Real Time Materialized Views pre 12.2? (Part 1)

Oh, yes!

Like many others, I was excited when Oracle announced that in 12.2 you could have always fresh MViews with a change to your fast refresh Mviews. If you want to read further then the first step is the documentation https://docs.oracle.com/database/122/SQLRF/CREATE-MATERIALIZED-VIEW.htm ENABLE ON QUERY COMPUTATION is the clause you’re after. Franck Pachot has a very detailed write up as well https://blog.dbi-services.com/12cr2-real-time-materialized-view-on-query-computation/. Now, you might be in the same boat as many – you don’t have 12.2 because you’re using on-premises and your company doesn’t have plans to upgrade to 12.2 because upgrading is time consuming… but you still want to use real time MVs don’t you?

So do I! So I gave it a shot, my theory: if Oracle can refresh a materialized view using only a materialized view log then one can view the real time data using just the materialized data and the materialized view log. We will be limited by only materialized views that are fast refreshable, and we’ll have to work out the logic ourselves. I will present solutions for some basic (but useful!) materialized views, you will have to adapt them to fit your scenario which means you will have to understand what’s going on. This will be delivered in parts, this post will serve as an introduction, it may even be enough to get you started on your own solution!

First things first, we’re going to need to understand what goes into a materialized view log. With so many options, it’s easy to get a little mixed up so let’s do some sample cases. Try these on your own system, I tested them on my home system running Oracle 12.1.0.2 EE.

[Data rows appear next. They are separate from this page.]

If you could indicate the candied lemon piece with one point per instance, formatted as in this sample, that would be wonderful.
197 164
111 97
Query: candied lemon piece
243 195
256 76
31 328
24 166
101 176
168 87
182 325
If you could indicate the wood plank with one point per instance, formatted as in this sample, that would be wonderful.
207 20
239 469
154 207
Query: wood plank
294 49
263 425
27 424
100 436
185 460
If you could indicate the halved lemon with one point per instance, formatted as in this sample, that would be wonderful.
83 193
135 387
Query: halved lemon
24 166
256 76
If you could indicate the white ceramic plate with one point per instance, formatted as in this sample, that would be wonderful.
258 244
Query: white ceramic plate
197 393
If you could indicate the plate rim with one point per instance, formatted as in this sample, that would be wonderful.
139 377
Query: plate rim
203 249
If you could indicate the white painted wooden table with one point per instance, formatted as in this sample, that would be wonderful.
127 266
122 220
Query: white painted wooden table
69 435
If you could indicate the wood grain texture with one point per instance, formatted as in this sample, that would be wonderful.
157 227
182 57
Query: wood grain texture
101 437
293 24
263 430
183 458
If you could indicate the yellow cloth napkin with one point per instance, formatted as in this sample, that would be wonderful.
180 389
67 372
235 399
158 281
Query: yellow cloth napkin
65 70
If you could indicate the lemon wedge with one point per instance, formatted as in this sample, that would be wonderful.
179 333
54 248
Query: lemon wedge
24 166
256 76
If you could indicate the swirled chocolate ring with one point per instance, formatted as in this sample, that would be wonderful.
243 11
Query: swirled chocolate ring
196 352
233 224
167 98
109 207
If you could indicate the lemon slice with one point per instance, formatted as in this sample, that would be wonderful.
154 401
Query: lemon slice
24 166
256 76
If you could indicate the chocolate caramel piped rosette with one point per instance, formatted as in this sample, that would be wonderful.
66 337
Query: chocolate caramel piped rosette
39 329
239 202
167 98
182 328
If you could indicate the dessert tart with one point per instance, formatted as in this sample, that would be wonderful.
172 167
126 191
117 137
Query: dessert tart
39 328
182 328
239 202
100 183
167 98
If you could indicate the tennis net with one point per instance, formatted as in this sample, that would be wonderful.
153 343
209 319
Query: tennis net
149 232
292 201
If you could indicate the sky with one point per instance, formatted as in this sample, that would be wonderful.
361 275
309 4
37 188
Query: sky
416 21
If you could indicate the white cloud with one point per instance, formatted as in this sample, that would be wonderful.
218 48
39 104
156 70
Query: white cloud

First a basic table with a primary key and some sample data:

create table base_t_1 (pk_col number primary key, number_col number, string_col varchar2(40));
create sequence seq_1;
insert into base_t_1 (pk_col, number_col, string_col)
select seq_1.nextVal, trunc(dbms_random.value(0,100)), dbms_random.string('x',10) 
from   dual connect by rownum <=1000;
commit;

We’ve got a basic table with a thousand rows and a few random numbers in one column and random strings in another column. Now we create a materialized view log on the table, without using any special clauses:

create materialized view log on base_t_1;
Materialized view log created.

That was easy, so what does the materialized view log look like? We can use the user_mview_logs data dictionary view to describe the mview logs of the logged in user , the master column is the table that the mview log is on. I’m using a saved script called print, I’ll share this another time but essentially it is the same as Tom Kyte’s print_table stored procedure but as an anonymous block.

ANDY@orcl>@print "select * from user_mview_logs where master = 'BASE_T_1'"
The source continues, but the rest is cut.